Albert’s Fun Fact Science Corner: Laws of Thermodynamics
The laws of thermodynamics can tell us so much about the world around us!
The zeroth law tells us that two thermodynamic systems which are both in equilibrium with a third system are also in equilibrium with each other. This law wasn’t initially recognized as a separate law of thermodynamics, because it was implied in the other laws, but its articulation as a separate law is often useful in defining things like temperature. It tells us that thermodynamic equilibrium is an equivalence relation on a set of thermodynamic systems.
The first law of thermodynamics tells us that energy is not created or destroyed. Now that we have an equivalence between energy and matter, E=MC2, we know that this thermodynamic property applies to matter as well. All that ever will be already is, and nothing that is now will ever not be. How fun is that! This law tells us that no matter what we do, energy is a fixed value, we will never have no energy left.
The second law of thermodynamics tells us that entropy is always increasing. Entropy can be quantified using Boltzmann’s Entropy Formula, S = kB ln(W) where S is entropy, kB is Boltzmann’s constant, and W is the number of microstates in a given macrostate.The universe is always trending towards more entropy. The most probable configurations will continue to come into being. If the first law tells us what will remain in the unimaginable future, the second law tells us what we will lose. We will lose all that is unique, everything that has made our lives meaningful, our lives themselves, will eventually fade into the noise of the most probable configurations of the universe. You and I are so beautiful and astounding largely because we are unique. That is also why we are temporary.
The third law of thermodynamics tells us that as the temperature of a system approaches absolute zero, all processes cease and the entropy of the system approaches a minimum value. Our universe will never approach absolute zero, but it will approach equilibrium. It will approach a time where nothing changes.
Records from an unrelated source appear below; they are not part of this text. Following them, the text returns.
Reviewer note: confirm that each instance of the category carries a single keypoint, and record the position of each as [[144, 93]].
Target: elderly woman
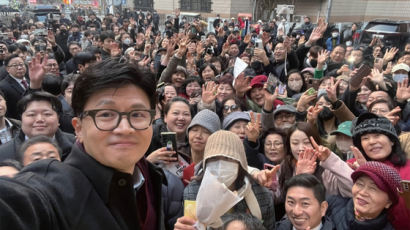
[[375, 193], [375, 139], [224, 186]]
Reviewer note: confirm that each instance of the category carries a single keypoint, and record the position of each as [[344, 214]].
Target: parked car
[[392, 33]]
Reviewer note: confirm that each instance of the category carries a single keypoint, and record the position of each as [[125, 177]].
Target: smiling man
[[104, 183], [305, 205]]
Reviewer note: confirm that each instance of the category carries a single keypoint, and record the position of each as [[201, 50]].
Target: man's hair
[[109, 74], [39, 96], [52, 84], [35, 140], [107, 34], [74, 43], [83, 58], [9, 58], [11, 163], [69, 78], [310, 182]]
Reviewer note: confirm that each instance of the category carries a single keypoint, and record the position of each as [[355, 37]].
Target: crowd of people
[[249, 127]]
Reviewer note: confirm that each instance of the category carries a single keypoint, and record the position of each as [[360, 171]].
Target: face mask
[[127, 41], [399, 77], [225, 171], [295, 85], [344, 145], [326, 114], [313, 63], [321, 91]]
The energy and matter will always be there, but the cosmic-heat death of the universe awaits us. The beautiful complexity of the cosmos surrounds us, but it is not permanent. All of being is marching onward towards a crushing and deadly sameness. As much as we face our own mortality as individuals, we must face the mortality of our society, our planet, and our universe. All will end someday. It will not disappear, the energy will be there, but all that once made our universe our home will be coöpted into the subtle chaos that surrounds us. Dissolved into quiet murmurations in quantum fields of the cosmos.